---
name: chat-with-anyone
description: Chat with any real person or fictional character in their own voice by automatically finding their speech online, extracting a clean reference sample, and generating audio replies. Use when the user says "我想跟xxx聊天", "你来扮演xxx跟我说话", "让xxx给我讲讲这篇文章", or similar.
---

# Chat with Anyone

Chat with any real person or fictional character in their own voice by automatically finding their speech online, extracting a clean reference sample, and using it to generate replies.

## Triggers
- 我想跟xxx聊天 (I want to chat with xxx)
- 你来扮演xxx跟我说话 (Play the role of xxx and talk to me)
- 让xxx给我讲讲这篇文章 (Let xxx explain this article to me)
- 用xxx的声音说 (Say this in xxx's voice)
- Talk to me like xxx
- Roleplay as xxx

## Workflow

When the user asks you to roleplay or chat as a specific character, follow these steps exactly:

### 1. Character Disambiguation
If the user's description is ambiguous (e.g., "US President", "Spider-Man actor"), ask for clarification first to determine the exact person or specific portrayal they want.

### 2. Find a Reference Video
Use your web search capabilities to find a YouTube, Bilibili, or TikTok video of the character speaking clearly.
- Look for interviews, speeches, or monologues where there is little to no background music.
- Grab the URL of the best candidate video.

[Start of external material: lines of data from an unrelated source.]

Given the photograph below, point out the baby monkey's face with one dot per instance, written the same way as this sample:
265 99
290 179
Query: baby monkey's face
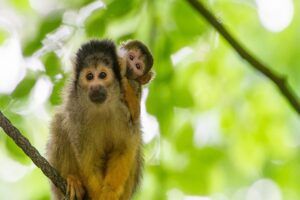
96 81
135 63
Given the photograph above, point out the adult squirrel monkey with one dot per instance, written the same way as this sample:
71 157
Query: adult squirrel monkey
92 144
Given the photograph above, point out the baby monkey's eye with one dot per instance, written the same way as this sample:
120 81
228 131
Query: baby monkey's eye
102 75
89 76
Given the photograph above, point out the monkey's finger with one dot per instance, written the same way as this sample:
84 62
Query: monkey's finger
79 191
72 193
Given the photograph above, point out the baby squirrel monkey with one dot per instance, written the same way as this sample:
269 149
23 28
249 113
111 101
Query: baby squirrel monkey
136 62
91 144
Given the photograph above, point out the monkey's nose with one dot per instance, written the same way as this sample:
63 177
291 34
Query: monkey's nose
98 95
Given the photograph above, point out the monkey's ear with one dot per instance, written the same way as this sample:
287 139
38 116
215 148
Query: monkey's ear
146 78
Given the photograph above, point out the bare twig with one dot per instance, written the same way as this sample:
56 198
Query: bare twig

### 3. Download Video and Subtitles
Use the `youtube-downloader` skill to download the video and its auto-generated subtitles. Wait for the download to complete before proceeding.

```bash
# Example using youtube-downloader
python skills/youtube-downloader/scripts/download_video.py "VIDEO_URL" -o "tmp/character_audio" --audio-only --subtitles
```

### 4. Extract Audio Segment
Read the downloaded subtitle file (e.g., `.vtt` or `.srt`) to find a continuous 10-30 second segment where the character is speaking clearly without long pauses. Note the start and end timestamps.

Use `ffmpeg` to extract this specific audio segment as a `.wav` file to use as the reference audio.

```bash
# Example: Extracting audio from 00:01:15 to 00:01:30
ffmpeg -y -i "tmp/character_audio/VideoTitle.m4a" -ss 00:01:15 -to 00:01:30 -c:a pcm_s16le -ar 24000 -ac 1 "skills/chat-with-anyone/character_name_ref.wav"
```

### 5. Generate Speech and Roleplay
Respond to the user's prompt while staying in character. Use the `tts` skill with the extracted audio as `--ref-audio` to generate the spoken response. 

```bash
# Example using tts skill
bash skills/tts/scripts/tts.sh speak -t "Hello there! I am ready to chat with you." --ref-audio "skills/character-chat/character_name_ref.wav" -o "output.wav"
```

## Example Conversation

**User**: 我想跟特朗普聊天，让他给我讲个睡前故事。

**Agent**:
1. (Internal) Identify character: Donald Trump.
2. (Internal) Find a good speech video URL: `https://www.youtube.com/watch?v=xxxxxxxx`.
3. (Internal) Download audio & subs:
   `python skills/youtube-downloader/scripts/download_video.py "https://www.youtube.com/watch?v=xxxxxxxx" -o tmp/trump --audio-only --subtitles`
4. (Internal) Read subtitle, find good segment (e.g. 00:02:10 to 00:02:30).
5. (Internal) Extract clean wav:
   `ffmpeg -y -i "tmp/trump/audio.m4a" -ss 00:02:10 -to 00:02:30 -c:a pcm_s16le "skills/chat-with-anyone/trump_ref.wav"`
6. (Internal) Generate TTS:
   `bash skills/tts/scripts/tts.sh speak -t "Let me tell you a tremendous story, maybe the best story ever told..." --ref-audio "skills/chat-with-anyone/trump_ref.wav" -o "trump_story.wav"`
7. **Agent replies**: "Here is the audio of the bedtime story from Donald Trump!" (Presents `trump_story.wav` and the text).

## Dependencies
- **youtube-downloader**: For fetching videos and subtitles.
- **ffmpeg**: For trimming and converting audio formats.
- **tts**: For generating the final speech using `--ref-audio` (typically requires Noiz backend for voice cloning).